Хорошо быть красавицей, - так нуждается в человеческой красоте земля, идти среди людей и дарить им улыбки, движения, взгляды - такие легкие, такие неожиданно дорогие, хоть и ничего не стоящие себе: кто-нибудь прикованный забудет о своей дороге и пойдет следом; кто-нибудь остановится и будет долго стоять, как божий блаженный, слепой и радостный; кто-нибудь усталый только проводит глазами дароносящую, - и вот он уже снова полюбил жизнь, а дароносящая и не знает об этом и дальше несет то, что ничего не стоит ей и в то же время дороже всего в целой жизни... Хорошо быть красавицей; но не плохо быть и командиром полка, прийти в гости к своему штаб-офицеру и уж от самых дверей быть всех заметнее и всех крупнее, уметь сказать два-три игривых слова пышной женщине в шелковом лиловом платье, перейти затем к другой женщине, жене лесничего, даме крикливой, скупой, желчной, и сказать ей, наклоняясь:
- Ничего в жизни так не люблю, как играть с вами за одним столом! - И, дойдя до молодой супруги престарелого хилого казначея, поговорить с ней подробно о ветчине.
- Ну-ка, хозяйка... Вот мы сейчас у знаем, какая вы хозяйка. Как окорок запекается?
- Как? Вот новость какая!.. Вымочить в воде, а потом... потом в тесто: повалять да в печь.
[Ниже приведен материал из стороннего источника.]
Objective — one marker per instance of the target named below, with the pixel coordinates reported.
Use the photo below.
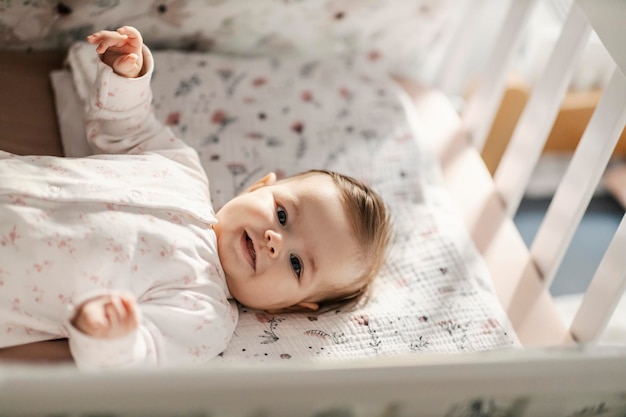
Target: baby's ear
(269, 179)
(298, 308)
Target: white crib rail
(589, 161)
(532, 129)
(483, 105)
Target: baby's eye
(296, 265)
(282, 215)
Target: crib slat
(604, 292)
(449, 78)
(483, 105)
(581, 179)
(532, 130)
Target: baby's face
(282, 244)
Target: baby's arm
(120, 118)
(176, 327)
(121, 50)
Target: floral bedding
(249, 116)
(401, 33)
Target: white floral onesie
(135, 218)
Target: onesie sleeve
(119, 114)
(177, 328)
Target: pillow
(249, 116)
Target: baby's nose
(274, 243)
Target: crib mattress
(249, 116)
- Ха-ха-ха... плохая хозяйка! Понятия вы об этом ни малейшего, а окорок запекать - это целое искусство. Хотите, расскажу подробно. Возьмите окорок, подымите ему шкуру - она отстанет, не ножом только, а пальцами, вот этими самыми пальчиками; шкуру содрали, сахарным песком сало присыпьте - сахару не жалейте; присыпали, проколите шкуру опять деревянными гвоздиками, - вот после этого уж в тесто. А в тесто отрубей добавьте, а не из чистой муки. В печке же ему стоять полагается, ну-ка, сколько?
- Час. Или, может быть, меньше... Не знаю.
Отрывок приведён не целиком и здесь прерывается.